Tuesday, December 16, 2008
Consumers Could Not Establish California Unfair Competition Claim Absent Injury, Causation
This posting was written by Jody Coultas, Editor of CCH State Unfair Trade Practices Law.
A group of consumers could not maintain a California Unfair Competition Law claim against a retailer for false advertising because they failed to allege an injury in fact and causation, a California appellate court ruled.
The retailer ran advertisements that prominently stated the price for a single unit of the products for sale, when those products could be purchased only in multi-unit sets. The consumers alleged this constituted false advertising in violation of the Unfair Competition Law (UCL).

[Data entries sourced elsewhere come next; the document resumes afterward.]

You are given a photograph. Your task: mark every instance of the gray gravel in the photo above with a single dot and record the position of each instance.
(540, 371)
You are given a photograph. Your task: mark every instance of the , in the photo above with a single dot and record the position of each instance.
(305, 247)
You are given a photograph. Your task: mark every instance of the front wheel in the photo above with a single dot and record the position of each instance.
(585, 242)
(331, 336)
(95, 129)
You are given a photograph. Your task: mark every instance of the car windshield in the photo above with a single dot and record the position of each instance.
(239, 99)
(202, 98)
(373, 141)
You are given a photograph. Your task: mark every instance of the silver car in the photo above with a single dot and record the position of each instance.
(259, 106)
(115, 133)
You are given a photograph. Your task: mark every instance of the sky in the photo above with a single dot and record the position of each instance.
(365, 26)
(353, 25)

While the initial case was pending, California voters passed Proposition 64, legislation that changed the standards for standing under the UCL. Proposition 64 required plaintiffs in UCL actions to present evidence of actual harm resulting from the unfair competition or deceptive acts.

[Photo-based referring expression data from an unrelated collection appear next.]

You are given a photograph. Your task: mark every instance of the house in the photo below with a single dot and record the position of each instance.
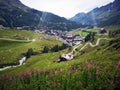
(78, 39)
(66, 57)
(2, 27)
(102, 31)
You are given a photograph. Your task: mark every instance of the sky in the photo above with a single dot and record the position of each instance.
(65, 8)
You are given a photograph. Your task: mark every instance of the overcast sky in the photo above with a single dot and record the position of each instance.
(65, 8)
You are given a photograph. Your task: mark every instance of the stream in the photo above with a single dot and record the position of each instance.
(21, 62)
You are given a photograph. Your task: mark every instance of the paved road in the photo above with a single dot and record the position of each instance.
(18, 40)
(97, 43)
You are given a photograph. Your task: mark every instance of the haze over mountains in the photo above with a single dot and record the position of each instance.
(14, 14)
(103, 16)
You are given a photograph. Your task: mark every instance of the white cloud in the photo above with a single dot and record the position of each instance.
(65, 8)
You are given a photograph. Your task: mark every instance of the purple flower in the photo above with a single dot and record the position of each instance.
(44, 70)
(38, 71)
(3, 77)
(10, 77)
(50, 72)
(118, 64)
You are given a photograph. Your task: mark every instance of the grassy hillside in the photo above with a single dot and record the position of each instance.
(12, 50)
(93, 68)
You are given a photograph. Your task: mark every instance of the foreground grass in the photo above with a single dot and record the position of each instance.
(96, 68)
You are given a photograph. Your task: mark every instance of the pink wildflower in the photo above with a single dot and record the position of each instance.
(118, 64)
(10, 77)
(55, 83)
(50, 72)
(44, 70)
(3, 77)
(61, 70)
(30, 73)
(38, 71)
(68, 72)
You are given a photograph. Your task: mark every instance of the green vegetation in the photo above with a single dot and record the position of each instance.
(19, 34)
(93, 68)
(78, 31)
(12, 51)
(114, 31)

California courts held that Proposition 64 applied to pending cases. Thus, the complaining consumer had to show that he suffered injury in fact and lost money or property as a result of the unfair competition. Since the original consumer plaintiff did not allege any injuries, the lower court allowed the addition of plaintiffs who alleged injuries and losses as a result of the advertising.
Injury Requirement
Although the additional consumer plaintiffs alleged injuries caused by the advertising, the appellate court found that they failed to present sufficient facts to support those allegations. Rather than identifying specific injuries and losses, the consumers merely stated that such injuries occurred.
In order to have standing under the UCL, the consumers needed to identify the products they purchased or how the purchases injured them. The consumers failed to present evidence that the purchased products were defective, overpriced, or unwanted, according to the court.
The consumers also failed to state a cause of action because they did not allege a quantifiable injury that could be remedied by restitution. The UCL authorized the court to grant successful consumer plaintiffs restitution rather than damages. In this instance, the alleged injuries resulted from the inconvenience and cost of gasoline used in traveling to the retailer’s store. These allegations did not constitute a request for restitution. The court explained that restitution awards act to return money wrongfully taken from an injured party in order to restore the status quo.
Causation
In order to state a UCL claim, the consumers had to present evidence that the alleged injuries were caused by the retailer’s false advertising. While the consumers described the advertisements and the alleged injuries, they failed to allege that the advertisements actually caused the injuries.
The consumers did not show that they entered into a transaction for the advertised products because of the advertisements. They failed to allege that they relied on the advertisements in any way.
At the time of the purchases, the consumers knew the actual prices of the products and still went ahead with the transactions. Thus, the alleged false advertising did not injure the consumers in any way, according to the appellate court. Absent injury, the consumers did not state a claim against the retailer under the UCL.
The decision is Erickson v. Fry’s Electronics, Inc., filed November 25, California Court of Appeal, Fourth Appellate District. The opinion will appear at CCH State Unfair Trade Practices Law ¶31,715.